FRAMs Fit Wearable Electronics Like a Glove

Ferroelectric-RAM (FRAM) memory is widely used in industrial control systems, industrial automation, mission-critical space applications, high-reliability military, and various automotive applications. The characteristics of FRAM that suit it for these applications also make FRAM a viable technology for wearable applications because of additional inherent attributes—low power and high endurance (Fig. 1).

A major consideration for electronic wearable designs revolves around reducing total power consumption while increasing reliability. Designers must add functionality while simultaneously shrinking the system’s power budget to achieve longer battery life. At the same time, though, embedded software is becoming larger and more complex, requiring more memory and thus further stressing the power budget.

Most of today's MCUs come equipped with two common types of memories: flash and SRAM. Flash is relatively slow and supports a limited number of write cycles.  However, it’s non-volatile and therefore is used to hold slow-changing data, such as application code. By comparison, SRAM is fast and has unlimited write cycle endurance. Its volatile nature means it can only hold temporary data.

Choosing an MCU can become complex when trying to accurately determine how little flash and SRAM will be required for an application. As system complexity increases and designers need to introduce external memory, often the first option that comes to mind is to add more flash or an EEPROM and, in certain rare instances, external SRAM.

Wearable-Design Considerations

Energy consumption, form factor, high endurance, and cost are key design parameters:

• High demand for data assimilation drives demand for memories.

• Memories increasingly impact component selection and bill of materials (BOM).

• Saving battery life and reducing recharge times are now critical differentiating parameters in the market.

A parallel-interface FRAM could also be a candidate for this application. FRAM has densities up to 4 Mb and offers high-speed performance (90-ns access time) with very low active write and read currents. Since FRAMs are inherently non-volatile, they can be power-gated (off) when not in use or when the MCU goes into sleep mode.

A similar problem arises for data storage, typically implemented in a serial flash (Table 2). Flash is the prevalent storage memory, mainly attributed to the low cost per megabit and larger densities available. However, flash has a major drawback in terms of energy consumption when writing—it drains batteries faster. Many developers try to partition flash and use an EEPROM that consumes less energy (i.e., write infrequently to flash and use EEPROM as a front-end for heavy writes). EEPROM standby and active modes consume lower currents than flash.

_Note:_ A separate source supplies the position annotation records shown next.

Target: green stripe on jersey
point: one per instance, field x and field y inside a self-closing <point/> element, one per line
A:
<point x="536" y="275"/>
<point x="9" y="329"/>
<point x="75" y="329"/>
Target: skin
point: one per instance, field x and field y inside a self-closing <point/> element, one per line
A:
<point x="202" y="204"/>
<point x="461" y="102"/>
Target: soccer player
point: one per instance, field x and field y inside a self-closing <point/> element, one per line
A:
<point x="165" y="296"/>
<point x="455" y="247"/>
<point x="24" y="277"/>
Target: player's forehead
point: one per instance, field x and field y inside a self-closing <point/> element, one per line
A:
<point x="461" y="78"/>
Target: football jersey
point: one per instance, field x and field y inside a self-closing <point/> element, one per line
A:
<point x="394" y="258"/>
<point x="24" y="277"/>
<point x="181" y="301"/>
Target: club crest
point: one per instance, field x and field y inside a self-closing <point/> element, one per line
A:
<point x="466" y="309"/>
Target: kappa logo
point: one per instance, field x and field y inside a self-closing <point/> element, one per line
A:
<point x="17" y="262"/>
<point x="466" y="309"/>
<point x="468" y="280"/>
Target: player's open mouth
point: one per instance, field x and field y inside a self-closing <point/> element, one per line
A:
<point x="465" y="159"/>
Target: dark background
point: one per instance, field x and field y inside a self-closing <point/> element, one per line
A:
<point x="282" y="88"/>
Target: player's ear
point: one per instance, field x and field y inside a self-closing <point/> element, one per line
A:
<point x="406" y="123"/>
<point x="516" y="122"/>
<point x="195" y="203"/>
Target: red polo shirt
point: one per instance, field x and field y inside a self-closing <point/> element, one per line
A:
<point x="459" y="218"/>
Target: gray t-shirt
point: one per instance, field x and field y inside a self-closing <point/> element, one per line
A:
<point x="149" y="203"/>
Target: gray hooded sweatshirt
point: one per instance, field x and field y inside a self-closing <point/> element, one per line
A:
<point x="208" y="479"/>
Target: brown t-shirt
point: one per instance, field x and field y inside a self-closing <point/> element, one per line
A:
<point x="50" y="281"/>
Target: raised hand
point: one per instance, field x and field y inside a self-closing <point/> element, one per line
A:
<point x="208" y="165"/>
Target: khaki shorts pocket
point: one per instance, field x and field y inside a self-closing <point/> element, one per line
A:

Another approach for such scenarios is an external serial interface FRAM with addressing capabilities, high speeds (40-MHz SPI), low active energy consumption (typically less than 100 µA/MHz) and densities up to 4 Mb. There are two principal advantages of serial FRAMs over MRAM, EEPROM, and flash-based memories (Fig. 2). First, when writing to FRAM, power consumption is multiple orders of magnitude better than other non-volatile memories. Second, its write endurance is near infinite. Simplifying the decision is the fact that FRAMs are usually available in packages similar to those of EEPROMs and flash.

Write Endurance Comparisons

Wearable electronic devices try to conserve energy to maximize battery life. Such applications rely on small bursts of energy that provide power in short time intervals. As a result, the MCU is usually very tight in terms of how many lines of code can be executed before power is lost.

Flash-based applications pay a premium in power, not only because of higher average power while accessing the flash, but also because of higher peak power during flash write events. This peak power is mainly due to the usage of a charge pump, which causes values to climb up to 7 mA, making non-volatile writes virtually taboo in the wearable electronics world.

FRAM has no charge pump; therefore, it doesn’t have high-current writes (Fig. 3). The average power when writing to FRAM is the same as when reading from, or executing out of, FRAM. There’s no penalty for non-volatile writes, making FRAM a truly flexible option for energy-saving applications.

Combine RAM and ROM in a Single Memory

Design engineers working on embedded systems usually select memories based on what they intended to store in it. Typical executable code is stored in nonvolatile memory, while data is stored in volatile memory (except for archival purposes).  Most embedded systems, however, still maintain the traditional mix of memory technologies with applications.

Applications for memory technologies generally split between executable code and data tasks. ROM-based technologies, including mask ROM, OTP-EPROM, and NOR flash, are non-volatile. Thus, they’re oriented toward code storage applications.

Other derivatives of ROM technology, including NAND flash and EEPROM, can serve as a non-volatile data memory.  These come at a compromise, since they perform both code and data storage with low performance relative to alternatives. Flash’s main virtue for data is its low cost, rather than ease of use or performance for data storage.

RAM-based technologies such as SRAM serve as data memory and as working space for code execution when flash is too slow. RAM provides an excellent blend of code and data functionality, but ordinary RAM offers only temporary storage.